Se Gerião viveu onde hoje seria a cidade de Cadiz (Gadeira), uma “terra vermelha” para os antigos gregos e fenícios, muito para além das Colunas de Hércules, aqui Gerião e Hércules vão para outro lugar “vermelho”, a América do Sul, onde Hércules encontra um novo amante, o qual, por sua vez, conta a Gerião que ali também vive um mito que seria seu reflexo, num vulcão.  Carson sabe, seja por ela mesma, seja por Davies e Finglass, que há variações do mito de Gerião em outros lugares do mundo, como na Índia. A autora, então, sem medo de escândalo, mescla lugares, mitos estruturas narrativas, personagens, discursos. Ao longo do caminho, deixa pistas para o leitor se deliciar com as possibilidades de diálogo dessa obra com inúmeras outras, tudo a depender da escolha do leitor.

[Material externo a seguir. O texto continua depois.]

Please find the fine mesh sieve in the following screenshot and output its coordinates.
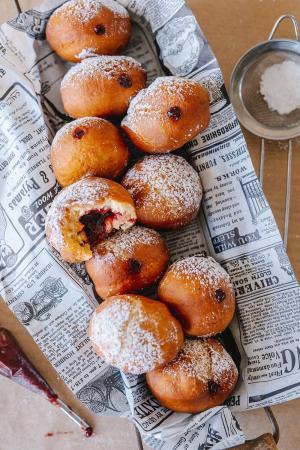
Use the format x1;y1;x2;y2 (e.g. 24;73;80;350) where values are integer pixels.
230;15;300;140
230;14;300;247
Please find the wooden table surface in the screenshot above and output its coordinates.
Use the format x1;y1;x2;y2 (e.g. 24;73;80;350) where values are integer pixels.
0;0;300;450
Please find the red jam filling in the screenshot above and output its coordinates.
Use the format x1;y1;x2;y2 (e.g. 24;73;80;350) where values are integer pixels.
79;209;119;247
0;328;57;404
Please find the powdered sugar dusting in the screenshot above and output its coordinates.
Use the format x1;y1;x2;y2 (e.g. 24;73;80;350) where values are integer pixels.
54;0;129;23
122;76;199;129
91;295;177;374
163;338;237;384
75;47;97;59
97;226;161;262
61;55;142;88
169;256;231;289
122;155;202;216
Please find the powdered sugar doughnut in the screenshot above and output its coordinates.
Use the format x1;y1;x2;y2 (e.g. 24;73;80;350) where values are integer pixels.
60;56;146;118
86;227;169;299
158;256;235;336
46;0;131;62
122;77;210;153
51;117;129;187
46;177;136;263
146;338;238;413
89;295;183;374
122;155;202;229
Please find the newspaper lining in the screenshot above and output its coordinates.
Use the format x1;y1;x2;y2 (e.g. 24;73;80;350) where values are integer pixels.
0;0;300;450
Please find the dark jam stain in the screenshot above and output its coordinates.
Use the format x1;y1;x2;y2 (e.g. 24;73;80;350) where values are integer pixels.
127;258;142;275
94;23;105;36
45;431;73;437
79;209;113;247
207;380;219;395
84;427;94;437
215;289;226;303
73;128;86;139
118;73;132;88
167;106;181;121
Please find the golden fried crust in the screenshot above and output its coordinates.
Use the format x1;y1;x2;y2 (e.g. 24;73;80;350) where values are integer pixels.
122;77;210;153
86;227;169;299
88;295;183;374
45;177;136;263
60;56;146;118
146;338;238;413
51;117;129;187
158;257;235;336
46;0;131;62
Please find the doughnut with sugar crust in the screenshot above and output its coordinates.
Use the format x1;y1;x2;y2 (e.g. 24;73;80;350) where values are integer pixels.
46;0;131;62
146;338;238;414
88;295;183;375
158;256;235;336
121;77;210;153
85;226;169;299
60;56;146;119
122;155;202;229
45;177;136;263
51;117;129;187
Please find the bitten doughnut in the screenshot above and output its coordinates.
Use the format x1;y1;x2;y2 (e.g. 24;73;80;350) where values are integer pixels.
122;77;210;153
89;295;183;374
45;177;136;263
158;256;235;336
86;227;169;299
60;56;146;118
122;155;202;229
51;117;129;187
46;0;131;62
146;338;238;413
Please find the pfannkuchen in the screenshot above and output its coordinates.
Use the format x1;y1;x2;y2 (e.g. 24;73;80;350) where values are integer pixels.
60;56;146;118
89;295;183;374
122;155;202;229
158;256;235;336
146;338;238;413
122;77;210;153
51;117;129;187
46;0;131;62
86;227;169;299
46;177;136;263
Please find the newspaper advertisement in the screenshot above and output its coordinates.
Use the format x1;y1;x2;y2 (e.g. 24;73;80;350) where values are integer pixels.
0;0;300;450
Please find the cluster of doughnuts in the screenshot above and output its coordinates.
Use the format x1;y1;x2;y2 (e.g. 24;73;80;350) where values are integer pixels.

O romance não deve ser lido de trás para diante ou escolhendo capítulos, mas ao mesmo tempo lembra narrativas feitas assim, para critério e deleite do leitor, já que ele pode procurar caminhos paralelos de interpretação. Sei bem que toda literatura é assim, cheia de liberdades interpretativas a depender da enciclopédia pessoal de cada leitor, mas, como já disse, aqui temos Carson abrindo caminhos, digamos, pouco convencionais e absolutamente voluntários.

Autobiografia do Vermelho é um desafio de leitura, para leitores mais experientes. Ganhou tradução de Ismar Tirelli Neto, uma tradução deslumbrante. A edição é da excelente Editora 34.